Upstream DNS servers not being updated on Gravity

We have a cluster (really just one node) that is using 5.5.19, and we’re noticing the following behavior.

On cluster creation (i.e. when installing), the node had two DNS servers defined in /etc/resolv.conf, let’s call these dns1.company.com and dns2.company.com. These DNS servers got encoded in /etc/coredns/coredns.conf in the Planet container, as well as in the coredns ConfigMap for the CoreDNS pods in Kubernetes itself.

At some later point in time, this node had its DNS servers changed, and so now in /etc/resolv.conf on the node, it just has dns3.company.com as the only server, and the other two have actually been decommissioned.

We see a few issues on the cluster:

  1. Inside the Planet container, /etc/resolv.conf is unchanged (it still has 127.0.0.2, dns1.company.com, dns2.company.com).
  2. Inside the Planet container, /etc/coredns/coredns.conf is unchanged (i.e. it still refers to dns1.company.com and dns2.company.com), so even when resolving against 127.0.0.2 inside the container it doesn’t work.
  3. Inside the coredns ConfigMap, it doesn’t change, so it still refers to dns1.company.com and dns2.company.com

We tried rebooting the machine, restarting the Gravity service using systemctl, but no luck. We had to manually go and edit these configurations to get things to work.

To be specific, the following things start failing:

  1. Fetching images from Docker failed since Docker inside the Planet container could not resolve the Docker registry URL at registry.docker.com (or whatever the specific DNS name is).
  2. Communication from inside the cluster to external services (like RDS) broke, since the DNS entry could not be resolved.

My expectation was that if the DNS resolution configuration on the host changed that Gravity would update it, or at least provide a way for me to update it so I didn’t have to go and edit all these files manually (I missed editing /etc/coredns/coredns.conf on the first try, for example).

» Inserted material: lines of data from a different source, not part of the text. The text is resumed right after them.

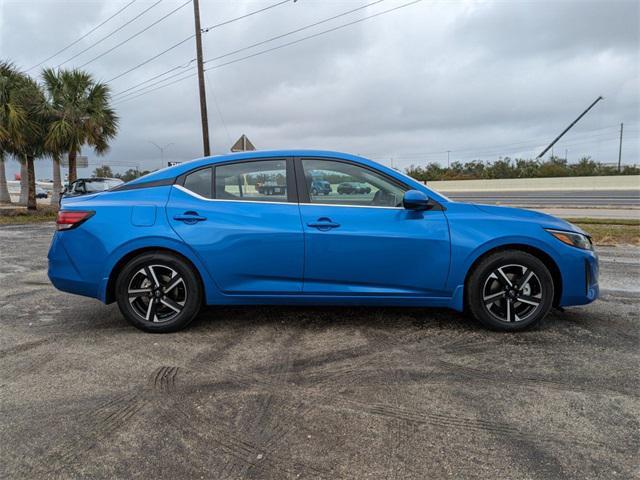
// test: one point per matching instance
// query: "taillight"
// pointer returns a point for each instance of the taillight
(72, 218)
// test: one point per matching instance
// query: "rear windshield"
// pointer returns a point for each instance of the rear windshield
(101, 185)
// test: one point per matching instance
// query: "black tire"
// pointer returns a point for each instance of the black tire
(181, 291)
(507, 284)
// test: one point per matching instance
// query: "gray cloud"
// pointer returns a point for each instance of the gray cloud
(481, 79)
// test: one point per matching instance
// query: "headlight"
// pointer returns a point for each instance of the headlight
(572, 238)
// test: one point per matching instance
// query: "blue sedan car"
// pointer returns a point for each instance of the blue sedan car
(201, 233)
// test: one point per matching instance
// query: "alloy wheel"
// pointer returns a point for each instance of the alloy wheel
(512, 293)
(157, 293)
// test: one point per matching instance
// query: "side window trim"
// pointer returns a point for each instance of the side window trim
(292, 191)
(303, 190)
(183, 178)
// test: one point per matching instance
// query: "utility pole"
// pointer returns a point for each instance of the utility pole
(203, 95)
(620, 149)
(569, 127)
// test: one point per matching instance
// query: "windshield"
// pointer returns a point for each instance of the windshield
(101, 185)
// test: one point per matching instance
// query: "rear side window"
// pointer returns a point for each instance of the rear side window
(199, 182)
(257, 181)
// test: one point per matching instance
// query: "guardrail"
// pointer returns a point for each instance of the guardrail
(613, 182)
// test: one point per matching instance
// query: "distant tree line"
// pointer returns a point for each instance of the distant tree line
(517, 168)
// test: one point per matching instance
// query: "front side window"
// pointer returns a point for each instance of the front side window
(199, 182)
(341, 183)
(261, 181)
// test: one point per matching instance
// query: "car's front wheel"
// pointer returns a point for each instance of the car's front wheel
(510, 290)
(158, 292)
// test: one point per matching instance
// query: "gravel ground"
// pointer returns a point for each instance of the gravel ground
(276, 392)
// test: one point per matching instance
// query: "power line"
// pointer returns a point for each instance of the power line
(204, 30)
(110, 34)
(186, 65)
(227, 22)
(175, 45)
(83, 36)
(133, 95)
(306, 27)
(137, 34)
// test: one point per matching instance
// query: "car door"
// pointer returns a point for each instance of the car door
(362, 241)
(250, 242)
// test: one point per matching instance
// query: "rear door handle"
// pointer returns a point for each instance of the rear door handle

Is this expected? Is it a bug? Anything we can do to make this easier?

In order to update DNS resolvers, currently the layers involved are the following:

planet: During startup Planet generates resolve.conf based on hosts in /etc/resolv.conf. After any updates planet will need to be restarted or drained for new hosts to be captured. So in the scenario you have mentioned I assume when the DNS server was changes this did not take place.

cluster-dns: At install/upgrade time configmap gets written based on installer nodes from resolv.conf when operation is restarted. The CoreDNS configuration can be edited after installation, by updating the kube-system/coredns ConfigMap.

Currently these are the updates necessary to update DNS resolvers, I will follow up with the team on opportunities to make this easier.

@abdu thank you for the response.

So you’re saying the planet DNS update should happen automatically, but that the in-cluster coredns configuration has to happen manually? (ie go to every cluster and update the resolvers).

No, this is definitely not how it is supposed to work. I would also expect to be able to reset both the coredns configuration/ConfigMap with an explicit container restart. Ideally, there should be part of the reconcile loop inside the container to pick such changes from host.